Influencing factors affecting the fluctuation of natural gas consumption can be selected as input factors for model training. Wei et al. [34] collected 19 weather profiles from the weather company of IBM for daily consumption forecasting. Sabo et al. [35] analyzed the implicit, explicit, functional, and linear dependence of natural gas consumption on temperature and demonstrated that natural gas consumption and temperature are explicitly related. According to the natural gas consumption forecasting review report conducted by Soldo [36], Tamba et al. [37], and Liu et al. [38], short-term gas consumption is significantly affected by weather profiles and temperature. Thus, factors related to temperature and weather profiles are regarded as the input data for model training to improve the nonlinear fitting ability. In this work, we focus on daily natural gas consumption; therefore, all data we mentioned will be daily data without any specifications.

3.3. Experimental Setup

Considering that the length of time series data is 1096, the LSTM benchmark forecasting model used in this paper is set to a single LSTM layer. Maximum pooling as a method of secondary extraction in the convolutional layer is not appropriate for regression forecasting with a limited data size. Two feature extractions may change the original fluctuations, making the model learn incorrect patterns and reducing the forecasting accuracy. Thus, the feature extraction layer is set to a single CNN layer. The attention layer is set behind the LSTM layer to reassign different weights to the hidden vectors of LSTM. The number of neurons in CNN and LSTM layers, as well as the batch size and epochs, are determined by the GridsearchCV function [39], CV = 5. Other parameters used in the models are determined by trial and error.

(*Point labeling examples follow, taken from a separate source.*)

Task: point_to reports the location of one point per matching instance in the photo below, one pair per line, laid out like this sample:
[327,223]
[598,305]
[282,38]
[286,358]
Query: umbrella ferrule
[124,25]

Furthermore, all methods mentioned in this paper are coded in Python 3.8. The neural network functions and structures are constructed based on the package Keras 2.4.3, which was developed by Google.

3.4. Factor Selection

The factors of the two profiles (temperature and weather profiles) related to natural gas consumption include maximum, average, and minimum temperatures; maximum, average, and minimum dew points; maximum, average, and minimum humidities; and maximum, average, and minimum pressures. Those 12 factors are used as the input data of the model for daily forecasting. The Pearson correlation coefficient is used to select the highly correlated factors among the 12 factors. Table 2 shows the Pearson correlation coefficients between consumption and temperature and weather profiles.

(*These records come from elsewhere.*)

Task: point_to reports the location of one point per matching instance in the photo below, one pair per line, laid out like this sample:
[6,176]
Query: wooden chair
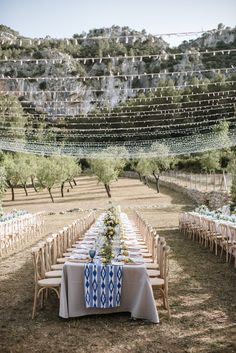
[224,240]
[161,283]
[41,283]
[160,244]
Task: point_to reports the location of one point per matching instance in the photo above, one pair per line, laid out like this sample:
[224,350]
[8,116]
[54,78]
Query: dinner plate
[118,263]
[83,261]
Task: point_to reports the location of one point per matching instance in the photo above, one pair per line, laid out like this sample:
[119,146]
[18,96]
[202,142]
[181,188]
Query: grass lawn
[202,286]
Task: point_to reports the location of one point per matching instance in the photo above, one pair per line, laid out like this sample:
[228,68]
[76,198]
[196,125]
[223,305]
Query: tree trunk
[107,187]
[26,192]
[140,178]
[50,193]
[62,189]
[157,182]
[12,190]
[146,181]
[33,184]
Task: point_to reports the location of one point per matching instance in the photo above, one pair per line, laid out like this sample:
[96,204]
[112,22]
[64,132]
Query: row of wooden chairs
[18,232]
[158,267]
[210,233]
[47,254]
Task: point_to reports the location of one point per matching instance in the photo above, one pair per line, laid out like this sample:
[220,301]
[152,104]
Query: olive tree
[2,184]
[48,173]
[12,173]
[108,164]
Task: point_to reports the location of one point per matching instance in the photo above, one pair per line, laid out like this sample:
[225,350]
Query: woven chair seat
[62,260]
[153,273]
[57,267]
[49,282]
[156,282]
[52,274]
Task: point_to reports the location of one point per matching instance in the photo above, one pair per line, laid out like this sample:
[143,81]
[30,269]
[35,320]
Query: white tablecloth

It can be seen from Table 2 that features from temperature and dew point profiles present a higher correlation to natural gas consumption and indicate a negative correlation. Among those 12 factors, the maximum and average temperatures and maximum dew point have the higher absolute correlation coefficients and are selected as the input factors of the forecasting models in this paper.

3.5. Performance Discussion

To evaluate the improvement obtained from the convolutional neural network and attention mechanism on LSTM in terms of accuracy, we first compare the improvement from the single and combined enhancement methods to LSTM. Then, it is compared with other popular forecasting models to prove the robustness of the proposed model.

3.5.1. Comparison between Two Enhanced Methods for LSTM

As two enhancement methods of LSTM, CNN-LSTM and LSTM-ATT, are utilized to compare with the proposed model to find the best forecasting method appropriate for datasets with different complexities. Figure 6 and Table 3 show the forecasting curves, errors, and computational cost (seconds per series) [40] of the three enhancement methods for LSTM.

Figure 6 shows that the forecasting curve of our proposed model perfectly fits the peak and trough of the real consumption curve Figure 6(a1). Although the forecasting results of Spata with high sample entropy are not as accurate as Athens, the proposed algorithm is closest to the actual curve compared with other enhancement methods Figure 6(b1). It can also be found from Figure 6(a2,b2) that CNN-LSTM-ATT has the highest R² and lowest MARNE and MAPE in Athens and Spata.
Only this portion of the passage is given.